Carol McDonald

Spark Streaming with HBase

February 19, 2021

Editor’s Note: MapR products and solutions sold prior to the acquisition of such assets by Hewlett Packard Enterprise Company in 2019 may have older product names and model numbers that differ from current solutions. For information about current offerings, which are now part of HPE Ezmeral Data Fabric, please visit https://www.hpe.com/us/en/software/data-fabric.html

Original Post Information:

"authorDisplayName": "Carol McDonald",
"publish": "2015-09-04T07:00:00.000Z",
"tags": "nosql"

This post will help you get started using Apache Spark Streaming with HBase on MapR. Spark Streaming is an extension of the core Spark API that enables continuous data stream processing.

What is Spark Streaming?

First of all, what is streaming? A data stream is an unbounded sequence of data arriving continuously. Streaming divides continuously flowing input data into discrete units for processing. Stream processing is low latency processing and the analysis of streaming data. Spark Streaming is an extension of the core Spark API that enables scalable, high-throughput, fault-tolerant stream processing of live data. Spark Streaming is for use cases that require a significant amount of data to be quickly processed as soon as it arrives. Example real-time use cases are:

Website monitoring
Network monitoring
Fraud detection
Web clicks
Advertising
IoT sensors

Spark Streaming supports data sources such as HDFS directories, TCP sockets, Kafka, Flume, Twitter, etc. Data Streams can be processed with Spark’s core APIS, DataFrames SQL, or machine learning APIs, and can be persisted to a filesystem, HDFS, databases, or any data source offering a Hadoop OutputFormat.

How Spark Streaming Works

Streaming data is continuous and needs to be batched to process. Spark Streaming divides the data stream into batches of x seconds called Dstreams, which internally is a sequence of RDDs. Your Spark Application processes the RDDs using Spark APIs, and the processed results of the RDD operations are returned in batches.
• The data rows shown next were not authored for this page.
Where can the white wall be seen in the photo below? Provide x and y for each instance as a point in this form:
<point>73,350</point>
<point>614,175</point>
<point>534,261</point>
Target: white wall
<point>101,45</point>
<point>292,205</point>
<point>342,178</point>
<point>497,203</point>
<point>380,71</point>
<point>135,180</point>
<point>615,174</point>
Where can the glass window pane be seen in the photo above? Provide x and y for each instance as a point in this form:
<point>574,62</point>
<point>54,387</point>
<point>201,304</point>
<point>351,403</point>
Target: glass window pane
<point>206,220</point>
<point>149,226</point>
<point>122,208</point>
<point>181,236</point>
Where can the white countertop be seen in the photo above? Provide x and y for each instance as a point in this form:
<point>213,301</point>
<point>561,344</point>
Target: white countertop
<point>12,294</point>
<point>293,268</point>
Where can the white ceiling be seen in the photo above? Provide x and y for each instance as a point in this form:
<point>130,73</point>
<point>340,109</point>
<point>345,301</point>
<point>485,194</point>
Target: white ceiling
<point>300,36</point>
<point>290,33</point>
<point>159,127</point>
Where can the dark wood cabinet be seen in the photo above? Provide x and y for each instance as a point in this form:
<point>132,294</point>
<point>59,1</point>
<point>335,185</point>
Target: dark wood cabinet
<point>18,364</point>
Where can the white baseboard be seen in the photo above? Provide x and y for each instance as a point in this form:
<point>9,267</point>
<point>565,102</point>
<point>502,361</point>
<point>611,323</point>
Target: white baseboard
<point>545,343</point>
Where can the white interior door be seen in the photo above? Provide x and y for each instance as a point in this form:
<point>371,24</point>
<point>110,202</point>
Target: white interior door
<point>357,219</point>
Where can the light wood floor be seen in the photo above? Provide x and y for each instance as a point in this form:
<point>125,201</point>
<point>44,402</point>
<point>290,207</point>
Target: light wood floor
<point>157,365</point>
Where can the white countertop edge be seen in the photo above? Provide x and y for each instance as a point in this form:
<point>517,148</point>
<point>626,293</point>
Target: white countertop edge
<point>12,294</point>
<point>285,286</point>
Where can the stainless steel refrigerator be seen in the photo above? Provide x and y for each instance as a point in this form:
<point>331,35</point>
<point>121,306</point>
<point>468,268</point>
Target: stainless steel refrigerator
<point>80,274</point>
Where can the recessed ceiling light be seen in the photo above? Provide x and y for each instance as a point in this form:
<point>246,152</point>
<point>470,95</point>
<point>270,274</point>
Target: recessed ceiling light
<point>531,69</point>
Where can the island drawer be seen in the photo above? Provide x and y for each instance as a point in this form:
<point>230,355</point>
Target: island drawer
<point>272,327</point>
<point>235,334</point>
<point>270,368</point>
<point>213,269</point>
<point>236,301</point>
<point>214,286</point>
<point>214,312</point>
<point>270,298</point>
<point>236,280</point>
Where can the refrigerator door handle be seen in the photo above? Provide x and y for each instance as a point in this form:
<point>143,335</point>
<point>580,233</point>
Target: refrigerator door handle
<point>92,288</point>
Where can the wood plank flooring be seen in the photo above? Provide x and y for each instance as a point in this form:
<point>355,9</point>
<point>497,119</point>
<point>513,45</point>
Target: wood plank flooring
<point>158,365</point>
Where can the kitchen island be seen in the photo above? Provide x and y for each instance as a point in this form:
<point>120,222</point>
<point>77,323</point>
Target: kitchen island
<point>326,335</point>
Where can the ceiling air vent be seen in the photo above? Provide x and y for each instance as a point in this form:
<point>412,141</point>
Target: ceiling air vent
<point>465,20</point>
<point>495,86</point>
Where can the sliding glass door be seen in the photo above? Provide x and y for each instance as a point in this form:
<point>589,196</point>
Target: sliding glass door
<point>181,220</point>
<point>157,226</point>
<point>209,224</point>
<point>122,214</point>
The Streaming Application Example Architecture

The Spark Streaming example code does the following:

Reads streaming data
Processes the streaming data
Writes the processed data to an HBase Table

Other Spark example code does the following:

Reads HBase Table data written by the streaming code
Calculates daily summary statistics
Writes summary statistics to the HBase table Column Family stats

Example data set

The Oil Pump Sensor data comes in as comma separated value (csv) files dropped in a directory. Spark Streaming will monitor the directory and process any files created in that directory. (As stated before, Spark Streaming supports different streaming data sources. For simplicity, this example will use files.) Below is an example of the csv file with some sample data:

We use a Scala case class to define the Sensor Schema corresponding to the sensor data csv files, and a parseSensor function to parse the comma separated values into the sensor case class.

// schema for sensor data
case class Sensor(resid: String, date: String, time: String, hz: Double, disp: Double, flo: Double,
          sedPPM: Double, psi: Double, chlPPM: Double)

object Sensor {
   // function to parse line of csv data into Sensor class
   def parseSensor(str: String): Sensor = {
       val p = str.split(",")
        Sensor(p(0), p(1), p(2), p(3).toDouble, p(4).toDouble, p(5).toDouble, p(6).toDouble,
            p(7).toDouble, p(8).toDouble)
  }
…
}

HBase Table Schema

The HBase Table Schema for the streaming data is as follows:

Composite row key of the pump name date and time stamp

The Schema for the daily statistics summary rollups is as follows:

Composite row key of the pump name and date
Column Family stats
Columns for min, max, avg.

The function below converts a sensor object into an HBase Put object, which is used to insert a row into HBase.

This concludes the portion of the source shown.